METRICS THAT MATTER: GETTING AN OBJECTIVE UNDERSTANDING OF PROCESSES
Although procurement professionals might envision a process being performed in one single, consistent way, the reality is that any process is usually performed in thousands of ways. To make the best decisions about process improvement, organizations need an objective view of processes. The right metrics enable organizations to evaluate existing processes, set a baseline of the current state, define goals, and track whether the changes achieve the desired outcomes.
Given all the moving parts in the procurement life cycle, a procurement value tree provides a useful model for tracking, measuring and understanding complex processes and setting a foundation for improvement. In general, it ties metrics and opportunities for improvement to the organization’s top business objectives.
For example, to improve labor productivity, organizations may want to examine manual rework and use metrics such as purchase orders per full-time equivalent (FTE), cost per purchase order, and current automation rates to assess areas for improvement. To improve compliance and sustainability, organizations may want to focus on free-text requests (i.e., manually creating a request vs. using the department’s catalog to pick a pre-authorized vendor with pre-negotiated terms) and ordering from maverick spending (i.e., services and materials that are purchased outside purchasing and procurement processes) and track metrics such as spend compliance.
USING PROCESS MINING TO ACHIEVE STRATEGIC GOALS
To turn process data into clear action, procurement teams are adopting advanced process mining solutions that enable a data-driven approach to auditing, analyzing and improving procurement processes. These solutions leverage existing systems and data and are faster, more accurate, and less costly than traditional (and often subjective) process mapping workshops.
Process mining solutions create a clear snapshot of end-to-end processes by automatically analyzing process data and metadata from the procurement system’s events logs. By weaving together data from multiple procurement systems (e.g., purchase request, purchase order, receipt, invoicing and payment), process mining provides a single source of truth for identifying inefficiencies, quantifying their impact, simulating potential changes and outcomes, and then leveraging artificial intelligence and automation to execute improvements.
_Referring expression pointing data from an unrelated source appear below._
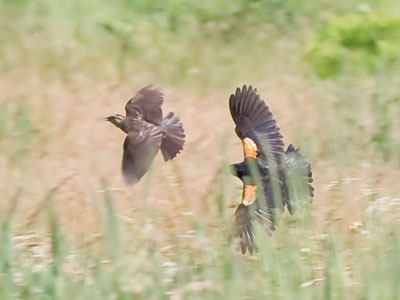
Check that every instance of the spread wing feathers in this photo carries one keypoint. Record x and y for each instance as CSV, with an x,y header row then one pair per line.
x,y
298,179
173,136
244,225
148,101
252,116
139,152
244,228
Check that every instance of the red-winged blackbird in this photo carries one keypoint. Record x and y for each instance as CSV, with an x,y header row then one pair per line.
x,y
272,178
147,132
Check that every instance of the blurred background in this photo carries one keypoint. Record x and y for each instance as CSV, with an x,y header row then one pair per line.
x,y
329,72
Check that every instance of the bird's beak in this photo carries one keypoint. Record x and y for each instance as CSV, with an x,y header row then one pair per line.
x,y
232,170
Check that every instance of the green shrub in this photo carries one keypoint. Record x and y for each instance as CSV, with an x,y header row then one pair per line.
x,y
359,43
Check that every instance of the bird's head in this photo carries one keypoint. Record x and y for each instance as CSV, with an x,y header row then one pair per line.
x,y
116,119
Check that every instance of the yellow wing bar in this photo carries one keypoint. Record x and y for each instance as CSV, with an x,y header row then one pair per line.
x,y
249,194
249,148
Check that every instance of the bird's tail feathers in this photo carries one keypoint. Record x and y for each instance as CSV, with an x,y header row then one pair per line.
x,y
173,136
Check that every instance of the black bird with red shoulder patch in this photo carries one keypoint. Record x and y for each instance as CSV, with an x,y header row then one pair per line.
x,y
272,178
147,132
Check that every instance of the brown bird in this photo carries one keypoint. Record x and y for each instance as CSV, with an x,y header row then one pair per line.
x,y
272,178
147,132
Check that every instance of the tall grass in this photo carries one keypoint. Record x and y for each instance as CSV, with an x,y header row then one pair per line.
x,y
346,126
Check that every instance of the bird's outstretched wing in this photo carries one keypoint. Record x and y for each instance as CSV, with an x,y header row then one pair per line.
x,y
252,118
148,101
139,152
298,179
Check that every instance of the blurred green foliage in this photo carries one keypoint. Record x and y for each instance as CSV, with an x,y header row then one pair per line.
x,y
362,42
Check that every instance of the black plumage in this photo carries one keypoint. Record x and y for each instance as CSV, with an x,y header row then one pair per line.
x,y
147,132
272,178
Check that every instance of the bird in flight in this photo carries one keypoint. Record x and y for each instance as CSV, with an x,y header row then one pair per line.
x,y
272,178
147,132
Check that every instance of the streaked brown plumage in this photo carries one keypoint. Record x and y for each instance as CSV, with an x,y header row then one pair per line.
x,y
147,132
272,178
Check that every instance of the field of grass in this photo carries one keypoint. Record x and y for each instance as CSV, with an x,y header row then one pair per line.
x,y
70,228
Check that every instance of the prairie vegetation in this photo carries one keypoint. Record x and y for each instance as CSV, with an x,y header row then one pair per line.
x,y
70,229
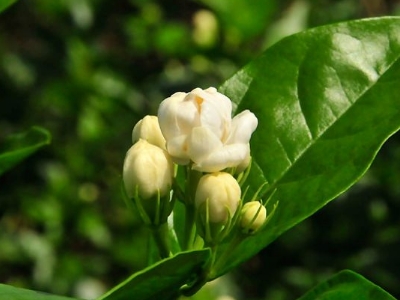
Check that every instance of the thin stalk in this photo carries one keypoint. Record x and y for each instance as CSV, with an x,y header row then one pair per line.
x,y
189,233
160,236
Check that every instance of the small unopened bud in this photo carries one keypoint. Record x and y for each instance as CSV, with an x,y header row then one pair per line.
x,y
253,216
148,170
148,129
221,192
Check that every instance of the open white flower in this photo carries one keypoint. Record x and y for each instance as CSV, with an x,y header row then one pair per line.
x,y
198,127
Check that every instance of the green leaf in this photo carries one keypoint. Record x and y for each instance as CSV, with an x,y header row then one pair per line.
x,y
4,4
19,146
8,292
162,280
326,100
347,285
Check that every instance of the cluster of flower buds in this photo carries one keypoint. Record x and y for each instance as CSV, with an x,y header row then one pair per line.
x,y
194,130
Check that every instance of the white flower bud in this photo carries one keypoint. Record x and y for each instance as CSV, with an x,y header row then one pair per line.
x,y
147,168
148,129
253,216
222,193
198,127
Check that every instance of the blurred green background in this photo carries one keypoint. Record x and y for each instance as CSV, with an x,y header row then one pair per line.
x,y
88,70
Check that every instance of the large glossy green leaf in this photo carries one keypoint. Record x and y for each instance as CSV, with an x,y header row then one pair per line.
x,y
347,285
162,280
6,3
19,146
326,100
8,292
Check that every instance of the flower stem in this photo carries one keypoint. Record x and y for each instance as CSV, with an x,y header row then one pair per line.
x,y
192,181
190,232
160,236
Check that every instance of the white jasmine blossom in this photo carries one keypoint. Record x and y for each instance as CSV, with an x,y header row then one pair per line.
x,y
221,192
148,129
198,127
147,168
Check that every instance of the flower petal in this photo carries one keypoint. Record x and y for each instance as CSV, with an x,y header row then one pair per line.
x,y
177,116
177,148
224,157
201,143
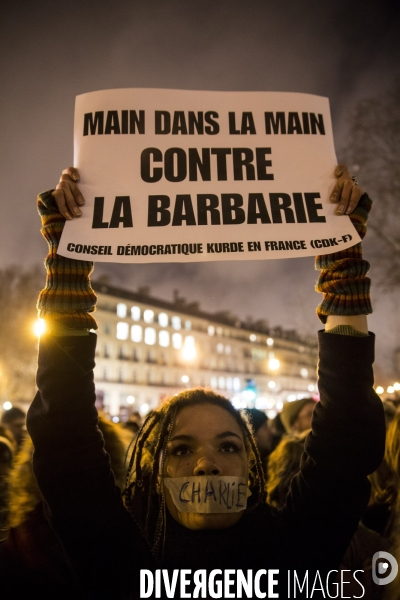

“The procure-to-pay process represents the ideal place to begin an agency’s process excellence journey,” says Chris Radich, vice president of public-sector solution engineering at Celonis. “It is the backbone of government service delivery and can be executed within weeks using existing process mining connectors. The ‘aha’ moment that always excites me is when agency leadership sees their data come to life as a process digital twin.”
It’s important to note that although automation is an important part of process improvement, it’s not always feasible or even best to automate all manual tasks. Using data to model various automation scenarios and outcomes is essential for making good automation decisions.
MAKING PROCUREMENT EASIER
Advanced process mining solutions provide a simple, impactful way of identifying leverage points that improve procurement processes. Process improvement initiatives should start with a robust value tree that provides a clear line of sight from goals and processes all the way down through improvement opportunities and then prioritizes the areas that matter most.